The painted trillium, I have found is a bit of a loner, unlike clintonia or the wild lily-of-the-vally which are often found in profusion near by. (Incidentally, it is my experience, that the painted trillium and common or pink lady's slippers tend to patch together, though the lady's slipper is less difficult to find.) Because the painted trilliums do not hang out together, in any great numbers, and are finished blooming within weeks of the start of spring, one might not spot it within its season. It is has always been, for us, therefore, one of the special treats of early spring to come upon a painted trillium. The entire plant sits upon a single stock with its three pointed leaves of dark green being not much more than three to four inches across; layered above these three leaves is their echo of three white petals of its single flower. The wavy white petals display a red blaze towards its center. This is a rare plant, and like the lady's slipper, IT IS NOT TO BE PICKED as it will not, without allowing its blossom to cycle through, regenerate itself. Consider yourself fortunate when you spot this beauty in the woods.

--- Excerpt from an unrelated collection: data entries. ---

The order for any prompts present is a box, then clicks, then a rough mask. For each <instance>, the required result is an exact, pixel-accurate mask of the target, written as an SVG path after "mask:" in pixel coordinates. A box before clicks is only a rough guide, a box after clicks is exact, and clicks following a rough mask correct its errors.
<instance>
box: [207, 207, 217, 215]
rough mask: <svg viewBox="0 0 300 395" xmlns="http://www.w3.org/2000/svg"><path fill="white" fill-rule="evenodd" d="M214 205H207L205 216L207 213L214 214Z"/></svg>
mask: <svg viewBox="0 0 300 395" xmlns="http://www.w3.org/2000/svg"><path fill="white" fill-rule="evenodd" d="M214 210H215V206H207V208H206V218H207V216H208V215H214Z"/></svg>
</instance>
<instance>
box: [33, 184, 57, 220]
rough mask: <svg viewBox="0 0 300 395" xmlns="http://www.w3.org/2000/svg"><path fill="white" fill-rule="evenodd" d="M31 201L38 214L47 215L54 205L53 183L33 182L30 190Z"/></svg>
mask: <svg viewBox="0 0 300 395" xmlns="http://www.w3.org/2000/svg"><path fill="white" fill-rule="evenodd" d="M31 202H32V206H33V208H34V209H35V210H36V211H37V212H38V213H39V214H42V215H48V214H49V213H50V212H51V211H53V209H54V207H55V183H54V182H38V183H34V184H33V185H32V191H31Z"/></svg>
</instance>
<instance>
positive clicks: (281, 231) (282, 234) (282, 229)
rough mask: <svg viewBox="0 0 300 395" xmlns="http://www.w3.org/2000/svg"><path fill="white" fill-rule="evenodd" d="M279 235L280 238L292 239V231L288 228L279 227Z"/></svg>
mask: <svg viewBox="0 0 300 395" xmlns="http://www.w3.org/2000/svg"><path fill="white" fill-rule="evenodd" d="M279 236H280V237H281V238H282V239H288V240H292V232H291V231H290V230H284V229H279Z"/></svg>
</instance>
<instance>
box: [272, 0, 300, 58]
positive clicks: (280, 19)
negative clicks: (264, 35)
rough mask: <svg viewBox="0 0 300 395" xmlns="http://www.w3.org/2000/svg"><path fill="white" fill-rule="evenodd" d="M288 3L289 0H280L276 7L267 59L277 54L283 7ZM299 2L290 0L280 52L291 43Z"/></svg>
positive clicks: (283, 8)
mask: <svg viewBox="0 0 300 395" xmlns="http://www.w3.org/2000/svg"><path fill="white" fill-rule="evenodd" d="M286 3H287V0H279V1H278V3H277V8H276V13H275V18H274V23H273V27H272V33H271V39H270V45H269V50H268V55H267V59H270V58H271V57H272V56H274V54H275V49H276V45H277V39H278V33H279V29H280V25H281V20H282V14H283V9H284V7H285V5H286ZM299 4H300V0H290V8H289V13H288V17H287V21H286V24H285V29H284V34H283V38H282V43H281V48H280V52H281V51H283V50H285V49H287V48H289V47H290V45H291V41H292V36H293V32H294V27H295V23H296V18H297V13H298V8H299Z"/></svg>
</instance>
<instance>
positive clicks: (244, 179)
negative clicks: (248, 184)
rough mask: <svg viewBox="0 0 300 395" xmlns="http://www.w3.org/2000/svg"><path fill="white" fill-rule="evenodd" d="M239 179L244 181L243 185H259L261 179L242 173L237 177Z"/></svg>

One of the very first flowers of spring, look for the painted trillium towards the end of May. Their blossoms are out slightly ahead of the pink lady's slippers, but often you will get a double treat seeing both of these lovely flowers in the same woodsy neighborhood, during the first part of June; both prefer acidic soil.
Unlike its cousins the purple trilliums, which prefer "the richer woodlands" -- we are told by Peterson -- the painted trillium prefer to be in damp acidic soil. We have seen the painted trillium on May 24th along the MicMac Lake trail on our way to Shubie Park which, in season, has a great number of both the painted trillium and the pink lady's slipper.